You see that there is a bow instead of a more normal star or angel on the top. We have a lovely Moravian star, but it's too heavy for the tree. We also have a smaller, flatter shell star and it's too heavy too. The top of the tree just folds over! So I looked on the web and watched some Youtube videos and got out some of my stash of ribbons and tied a bow. A delicate, small bow, not one of those monstrosities that is almost as wide as the base of the tree and with gewgaws stuck into it besides. (Really?)
And, instead of putting it into the dining room on the buffet, which is full of centerpieces for the Altar Society potluck pretty soon, I put the Nativity on the floor under the tree. We won't need room to water it, after all.
We even have a trumpeting angel on top of the shed! As long as he perches, that is. Often no matter what I do with him, he tips over.
Speaking of those centerpieces:
The underpinnings: a slice of foam that has been spray-painted silver so it won't show too badly through the tinsel.

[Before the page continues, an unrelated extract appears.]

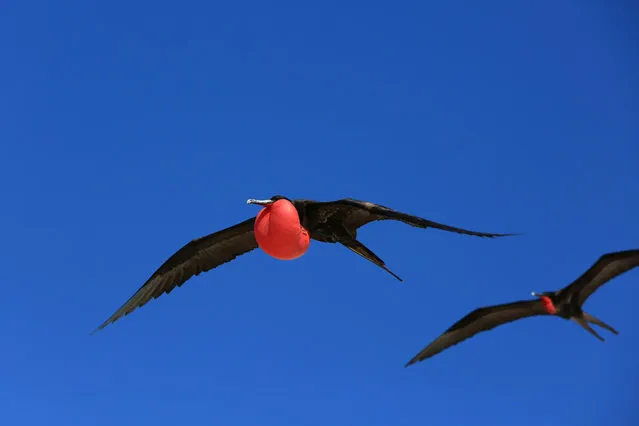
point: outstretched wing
(482, 319)
(607, 267)
(199, 255)
(358, 213)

One of the finished centerpieces. 
Dollar store supplies for the win! 3-packs of candles for $3, silver colored trays for $1 apiece, box ornaments 8/$1 and round ornaments from our stash. Also bought silver tinsel, and used up a package of gold tinsel we had on hand. Bows were in the stash, too, and bits of floral goodies. I don't reckon in the batteries that we need to put into the candles, but the centerpieces are coming in at around $3 each. Add batteries and it's still way under $5. Because the point of Christmas decorating is not to see how much money we can spend, but to give a visual "Merry Christmas!" to all who see it.